Dimanche, des militants pro-palestiniens et pro-israéliens, soutenus par de nombreux manifestants extérieurs au campus, en étaient venus aux mains, avec des bousculades et des insultes.

«Beaucoup de manifestants et de contre-manifestants pratiquent leur militantisme de manière pacifique. Mais d'autres emploient des méthodes franchement choquantes et honteuses», avait écrit M. Block dans un message posté mardi sur le site de l'université.

«Ces incidents ont provoqué, tout particulièrement chez nos étudiants juifs, une profonde anxiété et de la peur», a-t-il ajouté.

- A 6 mois de la présidentielle -

Depuis le début du mouvement, des centaines de personnes - étudiants, enseignants et militants - ont été interpellées, parfois arrêtées et poursuivies en justice dans plusieurs universités du pays.

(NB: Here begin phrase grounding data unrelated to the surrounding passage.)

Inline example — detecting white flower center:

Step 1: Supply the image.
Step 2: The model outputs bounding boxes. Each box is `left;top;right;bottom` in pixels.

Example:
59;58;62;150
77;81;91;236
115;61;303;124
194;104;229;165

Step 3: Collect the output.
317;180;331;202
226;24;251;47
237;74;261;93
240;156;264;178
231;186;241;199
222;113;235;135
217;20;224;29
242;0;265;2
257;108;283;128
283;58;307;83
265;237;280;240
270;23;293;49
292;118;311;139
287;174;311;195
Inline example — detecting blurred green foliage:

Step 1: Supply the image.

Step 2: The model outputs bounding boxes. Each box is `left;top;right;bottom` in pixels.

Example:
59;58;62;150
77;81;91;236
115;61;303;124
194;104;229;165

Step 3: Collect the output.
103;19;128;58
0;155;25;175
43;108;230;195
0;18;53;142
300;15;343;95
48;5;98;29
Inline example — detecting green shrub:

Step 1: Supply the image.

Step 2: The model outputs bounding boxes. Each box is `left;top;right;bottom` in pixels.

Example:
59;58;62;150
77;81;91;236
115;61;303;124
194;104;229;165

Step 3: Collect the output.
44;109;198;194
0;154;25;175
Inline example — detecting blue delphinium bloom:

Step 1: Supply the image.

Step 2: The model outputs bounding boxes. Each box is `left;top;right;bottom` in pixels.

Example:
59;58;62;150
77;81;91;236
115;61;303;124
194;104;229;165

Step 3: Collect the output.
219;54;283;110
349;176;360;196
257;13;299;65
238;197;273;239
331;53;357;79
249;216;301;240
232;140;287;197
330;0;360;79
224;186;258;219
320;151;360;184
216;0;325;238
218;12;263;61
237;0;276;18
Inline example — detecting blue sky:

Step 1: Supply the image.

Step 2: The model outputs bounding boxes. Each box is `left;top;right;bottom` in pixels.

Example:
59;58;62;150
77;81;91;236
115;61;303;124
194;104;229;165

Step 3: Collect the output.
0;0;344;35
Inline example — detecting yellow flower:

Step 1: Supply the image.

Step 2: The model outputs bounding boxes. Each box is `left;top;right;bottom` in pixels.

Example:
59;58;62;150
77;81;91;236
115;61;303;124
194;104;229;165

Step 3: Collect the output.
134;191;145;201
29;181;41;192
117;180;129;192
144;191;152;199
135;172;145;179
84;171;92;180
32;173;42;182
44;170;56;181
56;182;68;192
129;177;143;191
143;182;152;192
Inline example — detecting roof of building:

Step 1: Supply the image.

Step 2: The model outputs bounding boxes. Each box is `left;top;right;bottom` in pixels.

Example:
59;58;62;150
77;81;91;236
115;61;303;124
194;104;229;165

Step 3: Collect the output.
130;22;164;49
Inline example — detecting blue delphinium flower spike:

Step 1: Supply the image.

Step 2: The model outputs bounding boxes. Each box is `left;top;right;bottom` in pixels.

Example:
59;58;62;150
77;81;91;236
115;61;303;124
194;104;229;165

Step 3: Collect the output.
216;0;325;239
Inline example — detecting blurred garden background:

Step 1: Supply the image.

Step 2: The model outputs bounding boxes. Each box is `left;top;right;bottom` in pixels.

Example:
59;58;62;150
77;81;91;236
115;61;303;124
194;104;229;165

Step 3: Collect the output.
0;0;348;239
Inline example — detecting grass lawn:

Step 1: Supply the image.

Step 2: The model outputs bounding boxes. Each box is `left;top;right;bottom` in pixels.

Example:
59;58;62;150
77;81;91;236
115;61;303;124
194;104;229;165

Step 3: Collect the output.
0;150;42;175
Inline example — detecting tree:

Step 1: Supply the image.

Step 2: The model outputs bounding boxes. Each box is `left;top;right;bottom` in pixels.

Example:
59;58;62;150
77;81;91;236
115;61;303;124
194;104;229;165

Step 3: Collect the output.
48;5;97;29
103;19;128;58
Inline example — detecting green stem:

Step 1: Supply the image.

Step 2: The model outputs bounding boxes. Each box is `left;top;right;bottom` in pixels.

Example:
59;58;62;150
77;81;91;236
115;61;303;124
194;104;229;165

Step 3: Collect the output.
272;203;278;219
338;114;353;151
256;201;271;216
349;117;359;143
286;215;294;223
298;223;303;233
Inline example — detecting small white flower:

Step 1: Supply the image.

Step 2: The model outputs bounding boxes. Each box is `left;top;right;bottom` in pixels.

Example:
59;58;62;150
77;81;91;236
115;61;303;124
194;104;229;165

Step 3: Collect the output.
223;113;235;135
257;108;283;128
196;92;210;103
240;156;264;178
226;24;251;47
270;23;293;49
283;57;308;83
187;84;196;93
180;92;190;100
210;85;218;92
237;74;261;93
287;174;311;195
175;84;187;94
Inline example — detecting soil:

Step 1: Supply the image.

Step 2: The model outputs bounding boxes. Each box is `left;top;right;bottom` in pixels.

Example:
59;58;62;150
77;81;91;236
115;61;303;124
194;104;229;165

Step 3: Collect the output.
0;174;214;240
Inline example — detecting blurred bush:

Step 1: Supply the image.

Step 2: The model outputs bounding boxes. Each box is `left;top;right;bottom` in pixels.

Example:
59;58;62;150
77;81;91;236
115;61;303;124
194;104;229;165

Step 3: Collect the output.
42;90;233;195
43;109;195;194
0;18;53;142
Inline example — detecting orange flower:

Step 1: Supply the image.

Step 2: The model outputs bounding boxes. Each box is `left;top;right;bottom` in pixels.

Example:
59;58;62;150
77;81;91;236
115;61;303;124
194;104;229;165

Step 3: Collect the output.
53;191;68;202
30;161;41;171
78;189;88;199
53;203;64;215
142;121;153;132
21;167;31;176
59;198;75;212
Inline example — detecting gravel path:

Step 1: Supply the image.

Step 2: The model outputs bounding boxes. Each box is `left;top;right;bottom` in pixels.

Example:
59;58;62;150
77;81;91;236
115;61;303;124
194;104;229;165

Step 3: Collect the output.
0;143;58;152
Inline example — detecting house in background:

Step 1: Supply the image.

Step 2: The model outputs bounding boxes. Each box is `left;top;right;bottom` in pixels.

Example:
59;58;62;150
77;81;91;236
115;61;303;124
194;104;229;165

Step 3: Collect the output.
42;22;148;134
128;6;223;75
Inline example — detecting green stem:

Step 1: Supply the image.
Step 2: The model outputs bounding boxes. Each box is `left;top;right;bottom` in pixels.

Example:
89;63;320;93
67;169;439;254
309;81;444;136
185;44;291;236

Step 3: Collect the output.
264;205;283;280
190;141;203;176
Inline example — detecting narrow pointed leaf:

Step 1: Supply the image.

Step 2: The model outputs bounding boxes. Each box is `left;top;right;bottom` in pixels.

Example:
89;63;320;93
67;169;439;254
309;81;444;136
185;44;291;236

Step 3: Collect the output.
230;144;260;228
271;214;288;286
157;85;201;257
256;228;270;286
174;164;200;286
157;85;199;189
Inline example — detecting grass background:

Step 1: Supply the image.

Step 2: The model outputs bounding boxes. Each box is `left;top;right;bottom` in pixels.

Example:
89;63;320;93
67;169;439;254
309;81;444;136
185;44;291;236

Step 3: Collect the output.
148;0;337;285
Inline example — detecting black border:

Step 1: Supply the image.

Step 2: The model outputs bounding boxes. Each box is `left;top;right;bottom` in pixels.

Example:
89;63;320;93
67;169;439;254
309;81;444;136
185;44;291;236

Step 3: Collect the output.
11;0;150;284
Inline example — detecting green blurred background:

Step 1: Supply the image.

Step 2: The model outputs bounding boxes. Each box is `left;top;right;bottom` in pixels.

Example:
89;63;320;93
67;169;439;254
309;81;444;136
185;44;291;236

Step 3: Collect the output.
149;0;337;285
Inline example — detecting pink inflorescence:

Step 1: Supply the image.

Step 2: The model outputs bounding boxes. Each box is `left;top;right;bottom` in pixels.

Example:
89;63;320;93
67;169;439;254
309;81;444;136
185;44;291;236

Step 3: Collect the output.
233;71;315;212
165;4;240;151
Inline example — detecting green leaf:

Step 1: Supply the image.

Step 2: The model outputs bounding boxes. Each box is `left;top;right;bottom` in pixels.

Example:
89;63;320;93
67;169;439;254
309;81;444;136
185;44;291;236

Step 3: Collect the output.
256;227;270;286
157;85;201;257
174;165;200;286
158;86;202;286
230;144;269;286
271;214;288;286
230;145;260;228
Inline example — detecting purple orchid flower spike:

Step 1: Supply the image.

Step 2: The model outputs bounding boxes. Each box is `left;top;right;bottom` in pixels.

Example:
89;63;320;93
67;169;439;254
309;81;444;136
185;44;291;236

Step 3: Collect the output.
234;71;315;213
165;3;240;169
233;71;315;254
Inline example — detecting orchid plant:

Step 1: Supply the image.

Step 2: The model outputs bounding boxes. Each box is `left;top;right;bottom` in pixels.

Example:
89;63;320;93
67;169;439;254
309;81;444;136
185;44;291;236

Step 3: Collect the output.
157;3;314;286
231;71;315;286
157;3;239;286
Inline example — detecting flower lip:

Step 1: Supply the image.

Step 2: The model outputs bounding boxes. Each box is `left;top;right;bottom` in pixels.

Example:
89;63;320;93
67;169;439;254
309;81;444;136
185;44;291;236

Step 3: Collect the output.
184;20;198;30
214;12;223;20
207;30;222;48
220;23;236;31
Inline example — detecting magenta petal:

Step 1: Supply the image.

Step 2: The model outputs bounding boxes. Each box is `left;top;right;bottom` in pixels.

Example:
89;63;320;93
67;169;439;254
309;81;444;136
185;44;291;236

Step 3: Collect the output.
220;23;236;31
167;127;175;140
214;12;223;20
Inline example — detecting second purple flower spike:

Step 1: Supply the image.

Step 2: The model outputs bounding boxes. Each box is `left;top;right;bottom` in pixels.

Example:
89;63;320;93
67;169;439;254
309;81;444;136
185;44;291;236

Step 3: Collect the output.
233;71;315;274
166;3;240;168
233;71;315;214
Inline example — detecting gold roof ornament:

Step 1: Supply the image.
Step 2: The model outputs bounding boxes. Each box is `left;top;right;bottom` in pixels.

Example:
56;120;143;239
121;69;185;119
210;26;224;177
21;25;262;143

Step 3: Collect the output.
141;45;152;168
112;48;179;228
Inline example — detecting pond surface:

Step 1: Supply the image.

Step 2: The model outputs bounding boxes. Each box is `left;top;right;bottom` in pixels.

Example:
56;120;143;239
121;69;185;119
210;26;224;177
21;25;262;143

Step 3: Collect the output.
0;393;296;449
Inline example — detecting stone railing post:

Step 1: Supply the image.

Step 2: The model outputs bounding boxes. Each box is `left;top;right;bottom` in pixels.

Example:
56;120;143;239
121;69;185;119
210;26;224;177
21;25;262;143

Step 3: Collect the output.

Les images de policiers anti-émeutes intervenant sur les campus, à la demande des universités, ont fait le tour du monde et on fait vivement réagir le monde politique, à six mois de la présidentielle dans un pays polarisé.

Joe Biden «doit faire quelque chose» contre ces «agitateurs payés», a déclaré mardi soir sur Fox News le candidat républicain Donald Trump. «Il nous faut mettre fin à l'antisémitisme qui gangrène notre pays aujourd'hui», a-t-il ajouté.

«Occuper par la force un bâtiment universitaire est la mauvaise approche» et ne représente «pas un exemple de manifestation pacifique», avait tonné avant l'intervention de la police John Kirby, porte-parole du Conseil de sécurité nationale de la Maison Blanche.